Metabolic Signatures of Insulin Resistance in 7,098 Young Adults
- Peter Würtz1,2,3⇓,
- Ville-Petteri Mäkinen1,4,5,
- Pasi Soininen1,6,
- Antti J. Kangas1,
- Taru Tukiainen1,2,
- Johannes Kettunen2,7,
- Markku J. Savolainen1,8,
- Tuija Tammelin9,
- Jorma S. Viikari10,
- Tapani Rönnemaa10,
- Mika Kähönen11,
- Terho Lehtimäki12,
- Samuli Ripatti2,7,13,
- Olli T. Raitakari14,15,
- Marjo-Riitta Järvelin3,16,17,18 and
- Mika Ala-Korpela1,6,8⇓
- 1Computational Medicine Research Group, Institute of Clinical Medicine, Biocenter Oulu, University of Oulu, Oulu, Finland
- 2Institute for Molecular Medicine Finland, University of Helsinki, Helsinki, Finland
- 3Department of Epidemiology and Biostatistics, Imperial College London, London, U.K.

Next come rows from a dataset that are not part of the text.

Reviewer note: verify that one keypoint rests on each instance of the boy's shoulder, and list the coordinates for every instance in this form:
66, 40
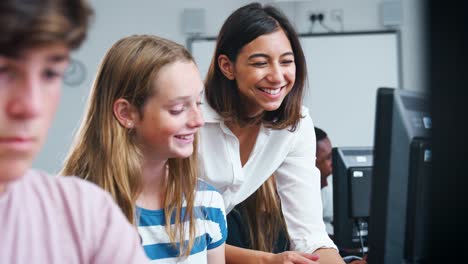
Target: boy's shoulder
69, 189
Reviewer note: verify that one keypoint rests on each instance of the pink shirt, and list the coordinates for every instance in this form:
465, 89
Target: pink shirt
45, 219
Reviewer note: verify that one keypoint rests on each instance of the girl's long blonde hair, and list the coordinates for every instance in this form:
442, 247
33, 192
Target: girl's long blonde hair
263, 217
106, 153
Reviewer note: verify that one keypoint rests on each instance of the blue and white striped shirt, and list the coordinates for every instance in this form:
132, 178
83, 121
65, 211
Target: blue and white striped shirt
210, 226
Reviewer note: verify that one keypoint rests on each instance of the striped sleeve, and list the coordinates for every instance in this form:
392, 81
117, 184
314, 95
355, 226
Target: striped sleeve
212, 201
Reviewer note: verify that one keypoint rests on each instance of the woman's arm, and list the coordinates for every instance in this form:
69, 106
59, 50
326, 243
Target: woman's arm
329, 256
236, 255
216, 255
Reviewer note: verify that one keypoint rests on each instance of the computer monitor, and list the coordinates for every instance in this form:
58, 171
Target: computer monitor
402, 160
352, 171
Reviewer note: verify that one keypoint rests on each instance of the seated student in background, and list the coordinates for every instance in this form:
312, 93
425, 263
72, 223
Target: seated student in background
137, 141
45, 219
257, 223
256, 126
323, 162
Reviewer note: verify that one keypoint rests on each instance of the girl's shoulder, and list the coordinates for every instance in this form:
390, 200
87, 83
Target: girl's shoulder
208, 196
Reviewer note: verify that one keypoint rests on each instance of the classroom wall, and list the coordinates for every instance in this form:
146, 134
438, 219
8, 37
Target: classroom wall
115, 19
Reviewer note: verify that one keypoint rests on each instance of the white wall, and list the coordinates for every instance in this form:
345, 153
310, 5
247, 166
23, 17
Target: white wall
115, 19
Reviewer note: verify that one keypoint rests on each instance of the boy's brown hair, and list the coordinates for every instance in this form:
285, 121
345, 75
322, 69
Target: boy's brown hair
31, 23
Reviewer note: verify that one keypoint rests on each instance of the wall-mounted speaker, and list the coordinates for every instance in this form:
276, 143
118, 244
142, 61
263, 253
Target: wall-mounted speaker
193, 21
391, 13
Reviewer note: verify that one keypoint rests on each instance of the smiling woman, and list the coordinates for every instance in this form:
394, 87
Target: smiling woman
255, 126
137, 141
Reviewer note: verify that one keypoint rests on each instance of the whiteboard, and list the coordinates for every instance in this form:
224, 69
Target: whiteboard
344, 72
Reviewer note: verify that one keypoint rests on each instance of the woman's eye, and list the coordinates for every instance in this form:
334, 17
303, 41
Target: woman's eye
259, 64
51, 74
175, 112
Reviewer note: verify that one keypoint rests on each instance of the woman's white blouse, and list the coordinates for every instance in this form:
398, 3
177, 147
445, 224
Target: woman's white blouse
289, 155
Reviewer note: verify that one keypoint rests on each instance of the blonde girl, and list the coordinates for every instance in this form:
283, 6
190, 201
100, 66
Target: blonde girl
137, 141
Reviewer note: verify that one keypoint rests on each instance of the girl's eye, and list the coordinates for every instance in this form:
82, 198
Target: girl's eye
287, 61
175, 112
259, 64
51, 74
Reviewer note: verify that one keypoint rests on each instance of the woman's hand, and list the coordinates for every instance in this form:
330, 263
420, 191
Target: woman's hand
292, 257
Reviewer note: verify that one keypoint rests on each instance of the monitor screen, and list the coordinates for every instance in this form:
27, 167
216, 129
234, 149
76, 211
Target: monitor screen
352, 171
402, 156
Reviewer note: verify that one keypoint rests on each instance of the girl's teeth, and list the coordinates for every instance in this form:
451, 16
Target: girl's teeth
272, 91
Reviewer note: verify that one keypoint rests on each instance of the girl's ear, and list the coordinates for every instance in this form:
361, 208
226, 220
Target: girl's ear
125, 113
226, 66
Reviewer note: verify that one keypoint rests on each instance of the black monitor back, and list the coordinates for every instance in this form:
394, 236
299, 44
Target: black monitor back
401, 118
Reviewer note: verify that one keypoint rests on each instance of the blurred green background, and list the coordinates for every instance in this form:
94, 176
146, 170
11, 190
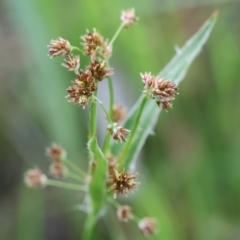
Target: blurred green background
190, 169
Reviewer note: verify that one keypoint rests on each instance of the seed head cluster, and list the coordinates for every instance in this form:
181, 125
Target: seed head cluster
163, 91
59, 47
122, 182
118, 133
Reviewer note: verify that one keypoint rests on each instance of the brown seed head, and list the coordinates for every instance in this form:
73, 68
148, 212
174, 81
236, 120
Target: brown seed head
124, 213
99, 70
119, 133
34, 178
56, 153
164, 93
147, 226
59, 47
112, 164
82, 89
58, 170
129, 17
94, 45
72, 63
119, 113
122, 182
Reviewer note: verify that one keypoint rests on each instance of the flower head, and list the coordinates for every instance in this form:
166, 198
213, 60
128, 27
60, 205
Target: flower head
82, 89
124, 213
128, 17
119, 133
94, 44
56, 153
58, 170
119, 113
163, 91
122, 182
59, 47
99, 70
34, 178
72, 63
147, 226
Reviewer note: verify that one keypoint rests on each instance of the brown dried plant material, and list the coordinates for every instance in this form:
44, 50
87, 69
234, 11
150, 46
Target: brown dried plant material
147, 226
34, 178
122, 182
100, 70
128, 17
59, 47
56, 153
72, 63
124, 213
163, 91
119, 113
118, 133
82, 89
58, 170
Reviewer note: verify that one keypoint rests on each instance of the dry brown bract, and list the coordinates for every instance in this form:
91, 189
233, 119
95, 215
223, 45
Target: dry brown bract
34, 178
56, 153
82, 89
122, 182
59, 47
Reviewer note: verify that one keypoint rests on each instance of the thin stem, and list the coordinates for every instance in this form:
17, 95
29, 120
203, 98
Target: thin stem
132, 134
93, 117
111, 97
106, 143
74, 167
116, 34
69, 186
75, 176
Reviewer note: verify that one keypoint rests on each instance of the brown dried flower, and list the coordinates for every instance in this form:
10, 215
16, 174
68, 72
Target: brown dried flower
99, 70
56, 153
128, 17
119, 133
147, 226
122, 182
59, 47
163, 91
72, 63
58, 170
94, 44
124, 213
82, 89
34, 178
112, 164
119, 113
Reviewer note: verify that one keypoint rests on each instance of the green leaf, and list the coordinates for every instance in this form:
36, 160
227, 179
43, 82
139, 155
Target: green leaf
97, 187
175, 70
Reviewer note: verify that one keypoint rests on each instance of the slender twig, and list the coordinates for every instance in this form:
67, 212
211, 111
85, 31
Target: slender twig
70, 186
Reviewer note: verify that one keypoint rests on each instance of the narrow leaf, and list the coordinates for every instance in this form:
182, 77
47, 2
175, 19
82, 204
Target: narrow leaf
175, 70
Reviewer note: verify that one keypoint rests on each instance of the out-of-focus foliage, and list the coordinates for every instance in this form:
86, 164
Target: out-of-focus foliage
189, 171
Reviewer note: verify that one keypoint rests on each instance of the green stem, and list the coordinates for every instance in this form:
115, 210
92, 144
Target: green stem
88, 229
74, 167
106, 144
93, 117
116, 34
75, 176
69, 186
132, 134
105, 110
111, 97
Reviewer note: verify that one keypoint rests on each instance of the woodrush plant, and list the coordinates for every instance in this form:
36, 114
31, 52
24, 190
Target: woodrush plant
109, 174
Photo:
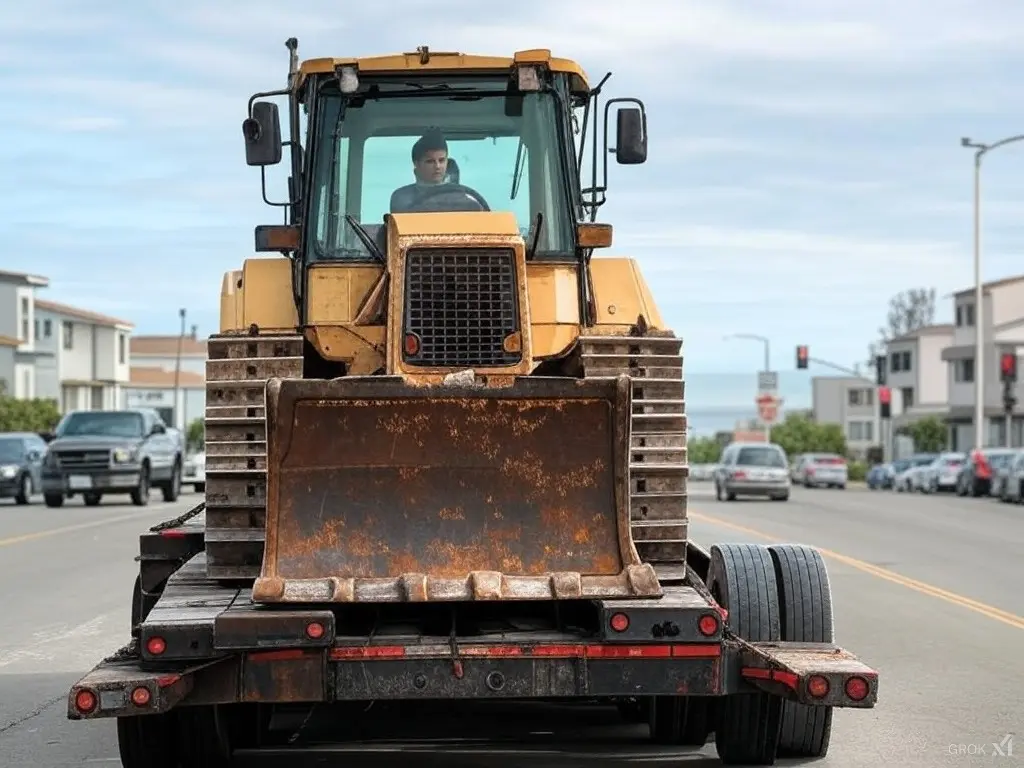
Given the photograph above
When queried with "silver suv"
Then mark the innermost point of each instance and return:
(753, 469)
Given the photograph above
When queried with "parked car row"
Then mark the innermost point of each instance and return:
(93, 454)
(991, 472)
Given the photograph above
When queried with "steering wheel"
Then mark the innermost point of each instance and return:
(450, 198)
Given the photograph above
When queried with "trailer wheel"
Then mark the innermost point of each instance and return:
(680, 720)
(805, 596)
(741, 578)
(147, 740)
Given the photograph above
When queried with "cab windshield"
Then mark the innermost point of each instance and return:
(509, 150)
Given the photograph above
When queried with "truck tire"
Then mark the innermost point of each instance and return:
(147, 740)
(805, 596)
(741, 578)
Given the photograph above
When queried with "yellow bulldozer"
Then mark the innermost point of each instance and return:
(442, 397)
(446, 451)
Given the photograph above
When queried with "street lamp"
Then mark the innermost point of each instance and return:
(767, 344)
(979, 360)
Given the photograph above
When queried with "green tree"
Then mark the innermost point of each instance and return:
(800, 434)
(908, 310)
(28, 416)
(704, 451)
(929, 434)
(196, 435)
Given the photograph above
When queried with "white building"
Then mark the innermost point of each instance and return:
(155, 358)
(90, 353)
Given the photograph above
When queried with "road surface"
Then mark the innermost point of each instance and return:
(928, 590)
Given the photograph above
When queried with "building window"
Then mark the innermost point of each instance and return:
(26, 328)
(906, 393)
(860, 397)
(860, 431)
(900, 361)
(965, 314)
(964, 371)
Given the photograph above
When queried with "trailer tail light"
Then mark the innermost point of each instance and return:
(140, 696)
(85, 701)
(818, 686)
(857, 688)
(708, 625)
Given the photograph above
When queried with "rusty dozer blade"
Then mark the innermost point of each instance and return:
(379, 491)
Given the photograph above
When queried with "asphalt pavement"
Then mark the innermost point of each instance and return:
(927, 589)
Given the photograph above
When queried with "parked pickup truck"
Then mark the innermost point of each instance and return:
(95, 453)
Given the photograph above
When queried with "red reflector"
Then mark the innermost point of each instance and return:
(85, 701)
(857, 688)
(708, 625)
(817, 686)
(140, 696)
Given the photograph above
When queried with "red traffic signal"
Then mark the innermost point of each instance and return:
(802, 356)
(1008, 366)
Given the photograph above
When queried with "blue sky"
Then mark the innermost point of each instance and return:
(805, 160)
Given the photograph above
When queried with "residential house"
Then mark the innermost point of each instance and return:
(91, 353)
(156, 359)
(152, 386)
(1001, 320)
(850, 402)
(916, 374)
(20, 357)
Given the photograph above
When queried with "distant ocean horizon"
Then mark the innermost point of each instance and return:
(716, 401)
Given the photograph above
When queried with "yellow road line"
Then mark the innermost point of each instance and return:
(927, 589)
(67, 529)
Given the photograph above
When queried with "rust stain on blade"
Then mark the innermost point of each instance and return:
(463, 493)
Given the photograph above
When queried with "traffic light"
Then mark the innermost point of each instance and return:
(802, 356)
(1008, 367)
(880, 370)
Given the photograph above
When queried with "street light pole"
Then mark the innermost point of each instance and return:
(979, 337)
(767, 345)
(177, 373)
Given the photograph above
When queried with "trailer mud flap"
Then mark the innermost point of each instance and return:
(379, 491)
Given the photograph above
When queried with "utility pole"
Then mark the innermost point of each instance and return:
(979, 315)
(177, 372)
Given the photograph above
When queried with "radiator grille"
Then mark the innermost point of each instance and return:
(462, 305)
(83, 460)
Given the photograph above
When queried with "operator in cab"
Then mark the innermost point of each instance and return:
(434, 173)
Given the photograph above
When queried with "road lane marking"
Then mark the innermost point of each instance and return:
(68, 528)
(984, 609)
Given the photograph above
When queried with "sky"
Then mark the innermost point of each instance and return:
(805, 160)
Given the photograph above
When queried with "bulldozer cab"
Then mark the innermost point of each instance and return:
(391, 476)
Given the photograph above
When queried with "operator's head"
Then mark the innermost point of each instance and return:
(430, 158)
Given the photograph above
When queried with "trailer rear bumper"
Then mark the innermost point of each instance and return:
(507, 671)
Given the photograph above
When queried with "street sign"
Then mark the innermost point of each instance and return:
(767, 381)
(768, 408)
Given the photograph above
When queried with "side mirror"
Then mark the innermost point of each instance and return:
(262, 134)
(631, 136)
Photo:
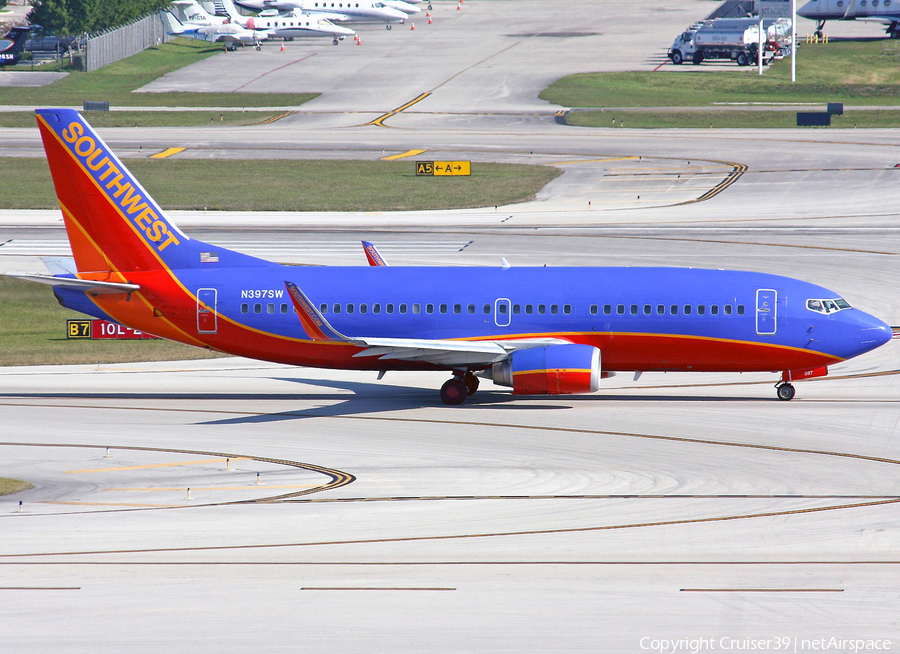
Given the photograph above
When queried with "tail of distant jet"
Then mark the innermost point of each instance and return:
(112, 222)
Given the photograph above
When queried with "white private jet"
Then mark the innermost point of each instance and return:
(879, 11)
(339, 11)
(285, 25)
(227, 33)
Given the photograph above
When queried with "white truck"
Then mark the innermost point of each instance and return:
(734, 39)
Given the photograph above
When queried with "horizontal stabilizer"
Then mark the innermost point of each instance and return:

- 4Folkhälsan Research Center, University of Helsinki, Helsinki, Finland
- 5Department of Medicine, Helsinki University Central Hospital, Helsinki, Finland
- 6NMR Metabonomics Laboratory, Department of Biosciences, University of Eastern Finland, Kuopio, Finland
- 7Department of Chronic Disease Prevention, National Institute for Health and Welfare, Helsinki, Finland
- 8Department of Internal Medicine, Clinical Research Center, Biocenter Oulu, University of Oulu, Oulu, Finland
- 9LIKES Research Center for Sport and Health Sciences, Jyväskylä, Finland
- 10Department of Medicine, Turku University Hospital, University of Turku, Turku, Finland
- 11Department of Clinical Physiology, Tampere University Hospital, University of Tampere, Tampere, Finland
- 12Department of Clinical Chemistry, Tampere University Hospital, University of Tampere, Tampere, Finland
- 13Wellcome Trust Sanger Institute, Hinxton, U.K.
- 14Research Centre of Applied and Preventive Cardiovascular Medicine, University of Turku, Turku, Finland
- 15Department of Clinical Physiology, Turku University Hospital, University of Turku, Turku, Finland
- 16Department of Children, Young People, and Families, National Institute for Health and Welfare, Helsinki, Finland
- 17Institute of Health Sciences, Biocenter Oulu, University of Oulu, Oulu, Finland
- 18Medical Research Council Health Protection Agency, Centre for Environment and Health, Imperial College London, London, U.K.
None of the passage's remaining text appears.